Chris Brenton cbrenton at chrisbrenton.org
Thu Apr 22 21:29:54 GMT 2004

Hello Pete,

On Thu, 2004-04-22 at 06:44, Pete Cap wrote:
> Someone please correct me if I'm wrong, but,
> notwithstanding the AP news stories about this
> "vulnerability," is this not a problem with the
> IMPLEMENTATION of TCP rather than a problem with the
> underlying protocol itself?

Yes and no, here's the deal:

The vulnerability revolves around that fact that a TCP reset is
considered valid when it fits within the TCP window size. In order
words, an attacker does not have to match the current sequence number
exactly. So long as they use a number that is valid within the current
window, the connection will be reset. This was not a big deal "in the
old days" when the average window size was 8K. Its more of an issue now
that the average Window size is 32K-64K as as an attacker now needs to
make fewer guesses to find a valid sequence number because the window
size is so much larger.

Now, there is another component to this, the attacker also needs to know
the source & destination IP addresses and port numbers for the session.
If they can sniff the wire, this info is trivial to enumerate. If they
are not along the flow of the session, they have to guess at these
values. Source and destination IP is trivial of they know who they are
attacking. Destination port is also trivial as most services listen on
their well known port. The tricky part is the source port.
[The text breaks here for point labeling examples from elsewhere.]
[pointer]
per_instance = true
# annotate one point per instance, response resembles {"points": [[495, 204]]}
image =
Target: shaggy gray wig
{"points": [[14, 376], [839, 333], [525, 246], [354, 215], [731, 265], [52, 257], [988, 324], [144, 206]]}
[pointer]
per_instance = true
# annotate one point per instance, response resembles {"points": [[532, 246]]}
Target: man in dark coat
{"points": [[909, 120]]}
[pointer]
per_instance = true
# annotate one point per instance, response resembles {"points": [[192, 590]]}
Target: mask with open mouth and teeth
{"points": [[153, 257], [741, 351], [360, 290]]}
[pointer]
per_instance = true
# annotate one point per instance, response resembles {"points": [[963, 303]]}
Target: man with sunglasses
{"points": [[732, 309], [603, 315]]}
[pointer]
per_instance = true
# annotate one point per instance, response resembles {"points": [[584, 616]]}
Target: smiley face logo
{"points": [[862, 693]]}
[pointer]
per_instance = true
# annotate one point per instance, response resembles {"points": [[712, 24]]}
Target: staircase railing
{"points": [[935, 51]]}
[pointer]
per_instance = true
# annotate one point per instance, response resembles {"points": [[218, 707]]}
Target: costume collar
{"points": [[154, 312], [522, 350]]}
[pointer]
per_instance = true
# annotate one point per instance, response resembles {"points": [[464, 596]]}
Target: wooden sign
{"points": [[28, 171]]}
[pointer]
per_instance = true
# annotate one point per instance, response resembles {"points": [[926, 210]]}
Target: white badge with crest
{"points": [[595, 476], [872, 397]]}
Some OS's make it easier than others to guess what source port is being
used. For example Windows, NetBSD and others hand out source ports
sequentially. So if you know how long the system has been up and how
busy it is, you can ball part what ports to hit. That or sniffing some
other outbound session will tell you the range of source ports currently
being used.

Also, the type of TCP connection is going to determine how easy this is
as well. For example Telnet would be pretty trivial as the session tends
to stay active for a long time. HTTP would be harder because sessions
are created and torn down so quickly. 

So why all the hoopla about Cisco, Juniper & BGP? Well, Cisco and
Juniper are two of the OS's that use predictable source ports. BGP tends
to open an initial session and transmit all data through that one
session till its shut down or rebooted. Also, the IP addresses of BGP
peers is pretty well known and documented so picking targets is easy.
Finally, trashing BGP means that an attacker could make a good portion
of the Internet unreachable. Combine all these points together and this
obviously makes the issue pretty serious.

BTW, while we are focusing on BGP, in reality any long term session
based TCP application can be vulnerable, depending on the source OS.

So some of the problem is TCP, some is the vendor implementation, and
some of it is specific to the application using TCP. Its the combination
of all these things that really makes it an issue.